El islamismo sigue avanzando en Pakistán

Los islamistas han descubierto desde hace tiempo que las elecciones no tienen por qué ser un problema para ellos cuando disponen del recurso del terrorismo para asesinar a candidatos incómodos.

Pakistán es uno de tantos países en poner de manifiesto aquello de que lo peor de la colonización fue la descolonización. Creado artificialmente de la nada como secesión musulmana de la India mayoritariamente hindú, no ha sido desde su independencia lo que se dice un remanso de estabilidad; su historia ha consistido en una continua y sangrienta alternancia entre gobiernos democráticos corruptos y dictaduras militares. Con las elecciones prevista para el 8 de enero, Musharraf pretendía forjar una alianza entre ambos contendientes tradicionales frente al creciente poder del islamismo en el país, esperanza que el asesinato de Benazir Bhutto y la consecuente retirada de Nawaz Sharif parece haber destruido.

Los islamistas han descubierto desde hace tiempo que las elecciones no tienen por qué ser un problema para ellos cuando disponen del recurso del terrorismo para asesinar a candidatos incómodos. Y pocos podían ser menos agradables al islamismo que una mujer laica y pro-occidental. El atentado, bien diseñado para evitar fallos como los que provocaron que fallaran las primeras intentonas de magnicidio, ha puesto de relieve que hacer política es una tarea poco menos que imposible en buena parte del globo, y que requiere de un valor casi suicida.

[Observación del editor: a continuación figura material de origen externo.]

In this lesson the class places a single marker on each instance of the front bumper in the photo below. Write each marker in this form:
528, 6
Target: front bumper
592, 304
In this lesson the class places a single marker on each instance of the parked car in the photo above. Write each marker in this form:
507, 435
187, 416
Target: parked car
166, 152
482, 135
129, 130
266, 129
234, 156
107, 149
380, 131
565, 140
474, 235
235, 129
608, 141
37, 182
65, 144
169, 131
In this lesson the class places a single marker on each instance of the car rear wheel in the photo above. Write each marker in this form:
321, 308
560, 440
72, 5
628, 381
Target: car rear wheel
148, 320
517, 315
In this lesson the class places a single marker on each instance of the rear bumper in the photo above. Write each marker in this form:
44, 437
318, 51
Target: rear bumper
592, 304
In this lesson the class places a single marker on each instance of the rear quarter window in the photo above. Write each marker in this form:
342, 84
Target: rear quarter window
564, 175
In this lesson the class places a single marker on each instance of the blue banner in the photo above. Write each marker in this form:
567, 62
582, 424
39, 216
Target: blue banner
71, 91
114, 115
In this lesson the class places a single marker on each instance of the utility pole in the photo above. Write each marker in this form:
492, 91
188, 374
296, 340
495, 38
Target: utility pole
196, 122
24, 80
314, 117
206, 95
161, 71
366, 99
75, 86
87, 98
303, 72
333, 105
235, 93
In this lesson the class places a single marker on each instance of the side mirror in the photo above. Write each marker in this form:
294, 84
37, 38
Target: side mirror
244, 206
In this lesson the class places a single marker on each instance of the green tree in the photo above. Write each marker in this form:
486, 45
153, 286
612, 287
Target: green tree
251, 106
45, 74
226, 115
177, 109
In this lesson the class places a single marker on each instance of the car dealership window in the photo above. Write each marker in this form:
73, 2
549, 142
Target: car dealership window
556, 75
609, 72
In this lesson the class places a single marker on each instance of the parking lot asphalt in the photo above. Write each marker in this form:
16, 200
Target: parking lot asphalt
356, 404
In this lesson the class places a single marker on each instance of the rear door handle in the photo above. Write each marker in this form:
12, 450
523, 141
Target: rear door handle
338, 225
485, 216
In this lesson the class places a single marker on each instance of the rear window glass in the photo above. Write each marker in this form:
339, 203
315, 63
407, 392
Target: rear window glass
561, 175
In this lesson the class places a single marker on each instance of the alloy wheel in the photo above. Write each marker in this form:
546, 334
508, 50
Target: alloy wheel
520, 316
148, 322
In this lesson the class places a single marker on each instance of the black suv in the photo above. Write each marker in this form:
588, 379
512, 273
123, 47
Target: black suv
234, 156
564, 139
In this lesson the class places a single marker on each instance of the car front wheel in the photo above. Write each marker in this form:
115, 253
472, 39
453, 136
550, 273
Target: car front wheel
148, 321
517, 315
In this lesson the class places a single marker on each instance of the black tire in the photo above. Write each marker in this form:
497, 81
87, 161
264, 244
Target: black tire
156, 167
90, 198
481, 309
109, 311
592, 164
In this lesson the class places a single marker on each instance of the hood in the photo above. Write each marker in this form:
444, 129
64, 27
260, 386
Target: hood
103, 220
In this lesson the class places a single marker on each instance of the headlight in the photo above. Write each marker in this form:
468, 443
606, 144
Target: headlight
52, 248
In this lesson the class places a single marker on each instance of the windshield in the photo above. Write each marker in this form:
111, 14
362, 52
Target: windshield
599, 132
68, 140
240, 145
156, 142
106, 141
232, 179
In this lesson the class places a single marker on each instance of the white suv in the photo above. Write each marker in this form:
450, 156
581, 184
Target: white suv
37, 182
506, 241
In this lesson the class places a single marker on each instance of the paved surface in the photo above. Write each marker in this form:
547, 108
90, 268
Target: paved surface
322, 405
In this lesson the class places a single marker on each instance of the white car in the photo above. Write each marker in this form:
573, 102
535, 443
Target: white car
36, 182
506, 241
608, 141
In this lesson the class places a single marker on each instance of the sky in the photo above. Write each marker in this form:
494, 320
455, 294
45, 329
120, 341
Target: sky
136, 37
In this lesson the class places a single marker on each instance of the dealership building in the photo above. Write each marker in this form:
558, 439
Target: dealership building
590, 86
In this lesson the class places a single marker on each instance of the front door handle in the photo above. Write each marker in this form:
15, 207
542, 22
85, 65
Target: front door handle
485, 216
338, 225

La historia de Pakistán pone de relieve las enormes dificultades que conlleva la construcción de un estado democrático en un país en el que se carece de las instituciones y los comportamientos que la hacen posible. Unos problemas que se acrecientan cuando la religión mayoritaria en el país es el islam, como pone de relieve el distinto camino seguido por la India y Pakistán. Precisamente por eso no hay que ser ingenuos y pensar que este horrendo crimen ha destruido el inminente nacimiento de una democracia liberal en Pakistán. Ese punto nunca estuvo en la agenda de nadie ni está en el horizonte del país en un futuro cercano.

El problema, y el peligro, es que Pakistán es una potencia nuclear y un Estado incapaz de controlar parte de su territorio, que es gobernado de hecho por los talibanes. Buena parte de las instituciones del Estado, incluyendo los servicios de inteligencia y el Ejército, están infiltradas hasta el tuétano por los islamistas. El terrorismo es una de sus principales exportaciones al mundo, especialmente a Gran Bretaña. Nada de lo que pase allí puede despacharse despreciándolo como algo que sucede en la otra punta del mundo y que nunca nos va a afectar. Pakistán podría incluso llegar a ganarle la mano a Irán y convertirse en el primer Estado islamista nuclear, un suceso que abriría una nueva era en lo que al terrorismo se refiere.

Las elecciones y el propósito al que servían –que, insistimos, no era el restablecimiento de una democracia liberal que nunca ha existido en el país– parecen haber muerto con Benazir Bhutto, lo que supone un gran éxito para el islamismo. Habrá que esperar a ver si se suspenden o se mantienen pese a todo, y si Musharraf vuelve a sobrevivir a esta nueva crisis. Pero en esa región del mundo, el pesimismo parece la mejor guía para interpretar lo que está sucediendo.